First, a low above a low pattern on the short-term breadth, measured by the McClellan Oscillator (the NYMO, see the green circles on the chart below), then an upturn in long-term breadth, measured by the McClellan Summation index (the NYSI, see the green vertical line on the chart for Friday), followed by a a follow-through in price (which appears to happening in the futures for Monday).

And oftentimes, when all of these bullish signals are in play, they result in a 10-to-14 week upswing in the market from the bottom on the NYMO (three weeks ago). If so, this rally could easily go to what they say — “sell in May and go away…”. And that could challenge the all-the highs.

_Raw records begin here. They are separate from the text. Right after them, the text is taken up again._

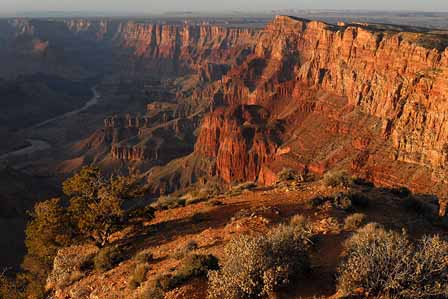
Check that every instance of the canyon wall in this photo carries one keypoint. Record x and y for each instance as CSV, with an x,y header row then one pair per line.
x,y
85,47
368,99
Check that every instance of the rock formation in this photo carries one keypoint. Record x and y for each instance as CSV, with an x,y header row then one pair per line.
x,y
370,100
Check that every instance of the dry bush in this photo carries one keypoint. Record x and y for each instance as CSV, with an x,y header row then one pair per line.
x,y
139,276
151,291
185,250
215,203
355,221
145,256
344,201
195,265
168,202
107,258
337,179
387,264
70,264
255,266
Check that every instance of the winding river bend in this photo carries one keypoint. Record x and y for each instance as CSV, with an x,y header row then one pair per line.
x,y
37,145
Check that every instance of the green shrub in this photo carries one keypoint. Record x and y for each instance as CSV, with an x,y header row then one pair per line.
x,y
337,179
215,203
355,221
196,265
401,192
420,207
145,212
166,282
152,291
298,221
198,217
185,250
244,186
318,201
139,276
107,258
287,174
342,201
144,256
168,202
255,266
192,266
385,264
359,200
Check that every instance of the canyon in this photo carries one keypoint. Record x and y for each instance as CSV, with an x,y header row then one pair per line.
x,y
190,104
296,94
228,127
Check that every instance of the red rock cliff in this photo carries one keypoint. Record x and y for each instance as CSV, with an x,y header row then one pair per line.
x,y
378,96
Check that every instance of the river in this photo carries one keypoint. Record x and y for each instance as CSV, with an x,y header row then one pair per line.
x,y
37,145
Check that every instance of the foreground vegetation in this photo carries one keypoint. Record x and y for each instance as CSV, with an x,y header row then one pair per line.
x,y
259,251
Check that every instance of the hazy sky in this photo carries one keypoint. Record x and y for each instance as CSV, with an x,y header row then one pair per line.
x,y
148,6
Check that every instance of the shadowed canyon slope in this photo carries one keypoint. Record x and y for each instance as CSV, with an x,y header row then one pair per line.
x,y
300,94
357,97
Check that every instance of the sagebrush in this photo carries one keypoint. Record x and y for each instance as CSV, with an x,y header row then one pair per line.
x,y
255,266
386,264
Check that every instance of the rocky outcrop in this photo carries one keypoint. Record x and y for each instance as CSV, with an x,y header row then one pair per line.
x,y
241,139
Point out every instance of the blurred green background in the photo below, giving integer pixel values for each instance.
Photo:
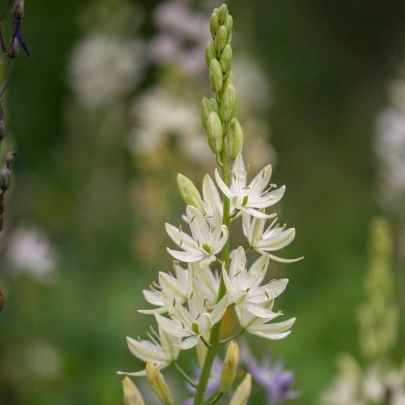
(62, 330)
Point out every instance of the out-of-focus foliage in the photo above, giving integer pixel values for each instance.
(77, 246)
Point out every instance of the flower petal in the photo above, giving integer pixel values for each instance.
(219, 311)
(222, 186)
(189, 343)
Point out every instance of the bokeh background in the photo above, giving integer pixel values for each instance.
(107, 112)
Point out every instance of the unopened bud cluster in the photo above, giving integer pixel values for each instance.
(217, 114)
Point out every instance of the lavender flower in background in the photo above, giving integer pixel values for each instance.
(276, 381)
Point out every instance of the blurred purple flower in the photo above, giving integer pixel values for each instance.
(213, 382)
(276, 382)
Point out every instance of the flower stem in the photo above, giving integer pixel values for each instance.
(185, 375)
(214, 337)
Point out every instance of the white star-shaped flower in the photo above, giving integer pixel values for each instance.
(193, 322)
(260, 326)
(244, 287)
(179, 287)
(252, 198)
(208, 237)
(162, 349)
(269, 240)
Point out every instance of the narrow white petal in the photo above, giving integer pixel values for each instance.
(168, 343)
(258, 214)
(281, 260)
(238, 182)
(272, 336)
(222, 186)
(172, 327)
(198, 225)
(159, 310)
(259, 183)
(219, 311)
(142, 373)
(275, 327)
(153, 297)
(145, 350)
(260, 311)
(187, 257)
(268, 199)
(228, 284)
(278, 241)
(180, 238)
(172, 285)
(189, 343)
(221, 242)
(211, 195)
(258, 271)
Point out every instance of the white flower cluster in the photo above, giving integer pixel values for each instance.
(186, 303)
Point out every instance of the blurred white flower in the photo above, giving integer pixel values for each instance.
(30, 251)
(390, 149)
(104, 67)
(183, 35)
(160, 115)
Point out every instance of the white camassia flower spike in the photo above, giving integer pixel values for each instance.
(244, 286)
(269, 240)
(208, 237)
(177, 285)
(259, 326)
(162, 349)
(250, 199)
(193, 322)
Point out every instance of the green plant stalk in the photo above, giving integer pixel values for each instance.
(214, 337)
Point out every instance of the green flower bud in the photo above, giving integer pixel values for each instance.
(189, 193)
(215, 133)
(228, 103)
(229, 24)
(221, 39)
(158, 384)
(235, 136)
(242, 393)
(207, 107)
(222, 13)
(216, 77)
(228, 80)
(5, 178)
(229, 368)
(210, 53)
(132, 396)
(214, 23)
(226, 59)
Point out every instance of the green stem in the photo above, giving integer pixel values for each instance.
(214, 399)
(185, 375)
(234, 336)
(214, 337)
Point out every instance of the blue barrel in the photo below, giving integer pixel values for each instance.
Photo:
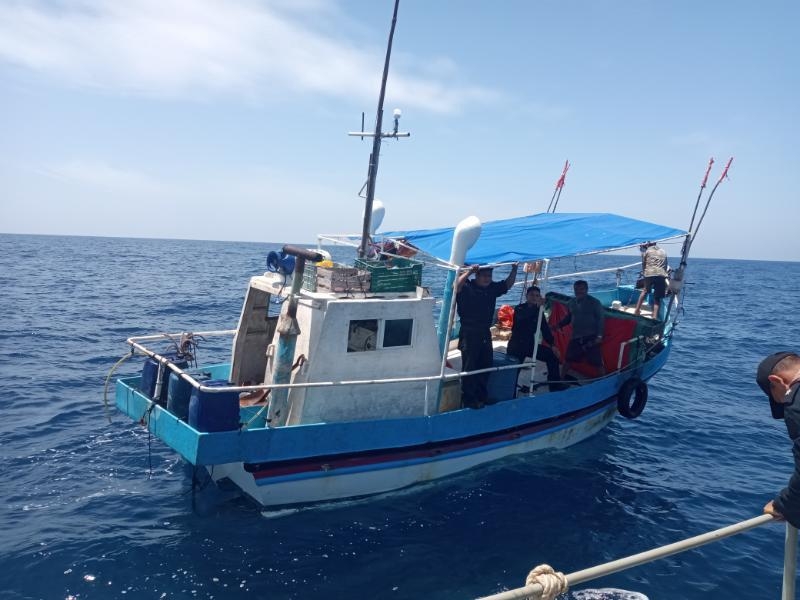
(214, 412)
(179, 393)
(150, 377)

I still think this is a major bear-market rally but in the meantime it’s buy and hold the swing and buy the dips when and if they come, until further notice.

(click on the chart for a larger view)

2 thoughts on “$SPY – Up, up, up…

  1. Really Like Your Work! On SPY chart dated 3/29/19 posted 4/1/19 you are using NYMO as your ST indicator and NYSI as LT Indicator any special reason you’ve choose these for the SPX Index and not the S&P500 ? Just curious.
    Assuming these are the Breadth and not the Volume McClellan data.

    Would have never thought of using them this way and sure looks impressive.

    Thank You for all the Great Trading Knowledge you share here


    1. The NYMO/NYSi are breadth indicators. There are those who prefer the volume McClellan indicators, which are quite reliable also, either as supplements to the NYMO/NYSI or are their main go-to, but I discovered these back in 1987 while I was losing every dollar of saving I had up until then and have been using them ever since. I also use them over the those on the Nasdaq (NYAMO/NASI) since they are measuring where the big money is in the mass psychology of the market. I have them back on charts back to 1924. As far as I’m concerned the are the endlessly spinning wheel at the heart of the market. Thanks for the note.